庭師のやりがい

顧客の笑顔のために

庭師の仕事は庭木の剪定を始め、害虫の駆除や外構の施工など多岐にわたる客からの依頼で成り立っています。

作業の過程で依頼主からの喜びの声や感謝の気持ちを直接耳にすることができることは庭師にとって何よりの喜びです。

作業には1日で終わるものから数日かかるものまでさまざまな規模がありますが、作業が完了した時に依頼主に喜んでもらえた時の満足感は何にも代えがたく、その後の仕事の原動力になります。

また、依頼を受けた顧客に満足してもらうことで継続して仕事を受注できる可能性が高くなります。

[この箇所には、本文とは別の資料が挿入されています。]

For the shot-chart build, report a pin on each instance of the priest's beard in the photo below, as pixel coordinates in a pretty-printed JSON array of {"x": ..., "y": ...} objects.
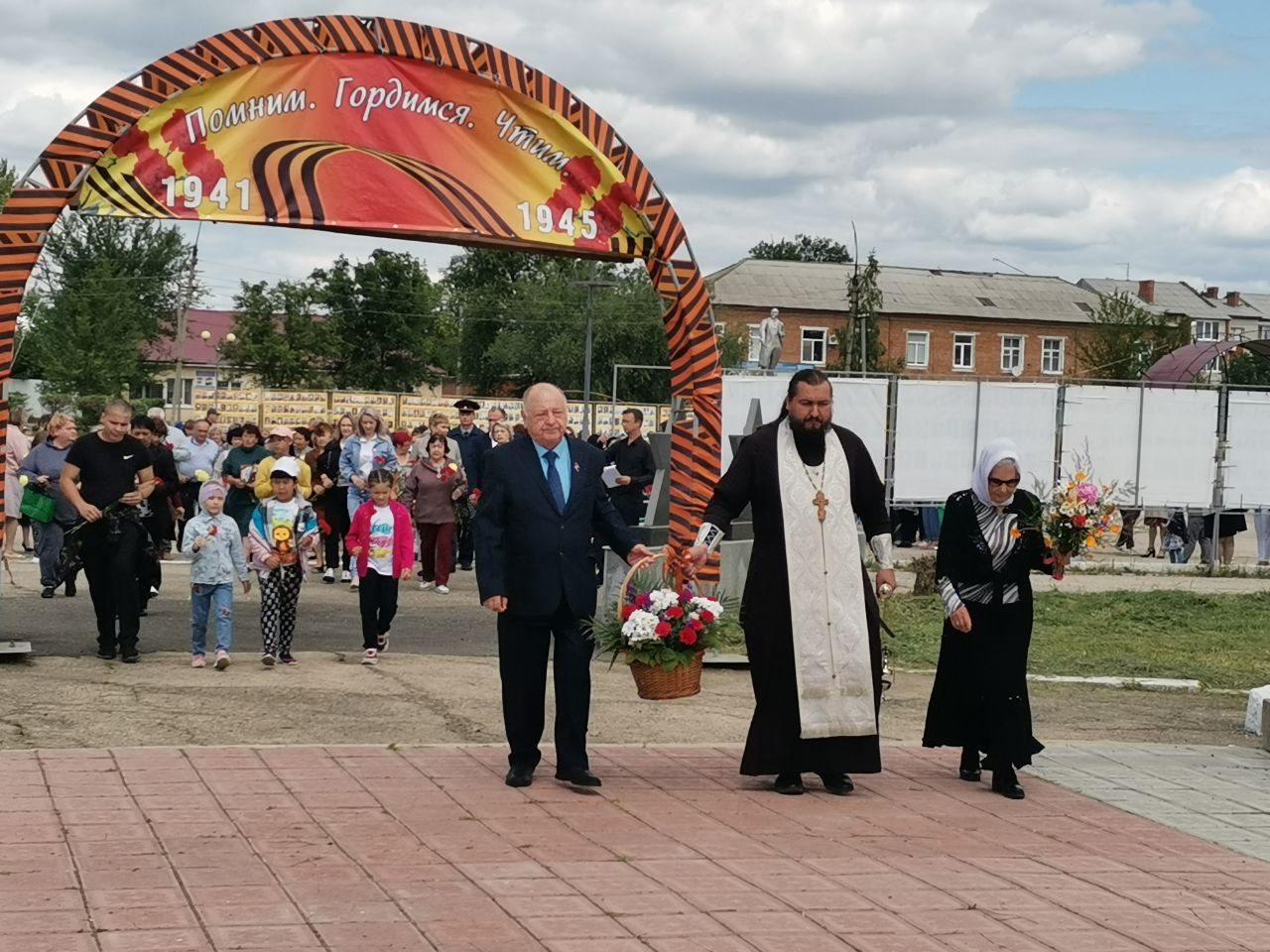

さらに、また口コミで良い評判が伝わり、集客につながることも少なくありません。

目に見える達成感

剪定や庭造りは見た目に結果が出るため、やりがいを感じやすいと考える庭師が多いようです。

造園業は他の建築関係の業種に比べて、1件当たりの工期が比較的短いため、頻繁に達成感を感じられるといえるでしょう。

また、庭師の手がける案件の多くは長きにわたって形として残ります。

完成した瞬間に大きな喜びを感じられるのはもちろんのこと、その後、自分の請け負った庭園が時間を経て成長し、変化していく様子を見る楽しみもあります。

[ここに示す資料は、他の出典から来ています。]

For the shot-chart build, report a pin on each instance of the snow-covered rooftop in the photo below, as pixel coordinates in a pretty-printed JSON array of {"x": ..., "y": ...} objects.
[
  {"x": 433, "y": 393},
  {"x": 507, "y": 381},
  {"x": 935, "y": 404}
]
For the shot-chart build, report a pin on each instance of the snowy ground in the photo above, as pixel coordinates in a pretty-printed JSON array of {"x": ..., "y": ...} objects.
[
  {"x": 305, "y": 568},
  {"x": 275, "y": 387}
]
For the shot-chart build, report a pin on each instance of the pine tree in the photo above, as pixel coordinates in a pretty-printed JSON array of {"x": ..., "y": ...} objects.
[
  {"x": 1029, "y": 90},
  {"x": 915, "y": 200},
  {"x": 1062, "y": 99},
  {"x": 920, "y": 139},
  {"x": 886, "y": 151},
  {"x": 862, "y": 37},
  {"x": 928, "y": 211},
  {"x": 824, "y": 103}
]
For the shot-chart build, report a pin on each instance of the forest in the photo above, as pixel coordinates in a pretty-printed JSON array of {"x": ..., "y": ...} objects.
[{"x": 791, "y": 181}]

前述のように継続して同じ案件を受注することが多いため、多くの庭師が愛着を持って仕事に当たっています。

やる気次第で独立も可能

職人の仕事に完成はありません。生涯を通じて技術を向上させ、高みを目指すことのできる点が職人の魅力です。もちろん、庭師も例外ではありません。

経験を積み、技術を向上させていく過程で独立を考える庭師は多く、現在でも個人事業主として活躍する庭師は微増傾向にあります。

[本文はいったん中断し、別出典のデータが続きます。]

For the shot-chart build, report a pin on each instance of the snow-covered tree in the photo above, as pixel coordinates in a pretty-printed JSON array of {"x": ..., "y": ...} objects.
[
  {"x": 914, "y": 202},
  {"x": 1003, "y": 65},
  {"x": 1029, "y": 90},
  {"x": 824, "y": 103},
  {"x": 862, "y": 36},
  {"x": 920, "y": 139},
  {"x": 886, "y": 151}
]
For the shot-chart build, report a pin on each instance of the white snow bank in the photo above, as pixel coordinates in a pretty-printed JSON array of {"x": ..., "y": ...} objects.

独立して仕事を請け負うことで苦労も増えますが、自分の信念とこだわりを貫きやすいというメリットもあります。

独立・開業は多くの庭師の目指すところであり、努力次第でその門戸が開けていくという事実がモチベーションの一つになっているとえます。

表現者としての喜び

依頼された仕事に対して、それまでの経験で培った技術と専門知識を駆使し、顧客の要望や利便性も加味しながら、試行錯誤していくことは一つの表現活動であると言っても過言ではありません。

自ら考えて施工を進め、図面には書かれていない要素を自分の感覚で反映できるといった、表現者としての喜びを日々感じている庭師も多くいます。

樹木や鳥、昆虫、色、香りなどの自然の恵みを想いのままにプロデュースでき、自分なりの世界を形にできることは庭師だけに許された、いわば特権です。

繊細かつダイナミックな庭師の世界に魅了されている職人は実際に数多く存在し、全国で活躍しています。

庭師の仕事に正解はない

「仕事の奥深さ」に魅了されている庭師も少なくありません。与えられた案件を自身の感性でプロデュースしていくのが庭師の仕事です。そこには、正解がないかわりに不正解もありません。

たとえ、お客さんが喜んでくれたとしても、もっと良い方法があったかもしれない、と庭師は常に自問することになります。

経験を重ね、自分自身が成長することで、表現できるものも変わってくるという、答えも終わりもない奥深さは庭師が生涯挑み続ける課題であり、やりがいの一つであるといえます。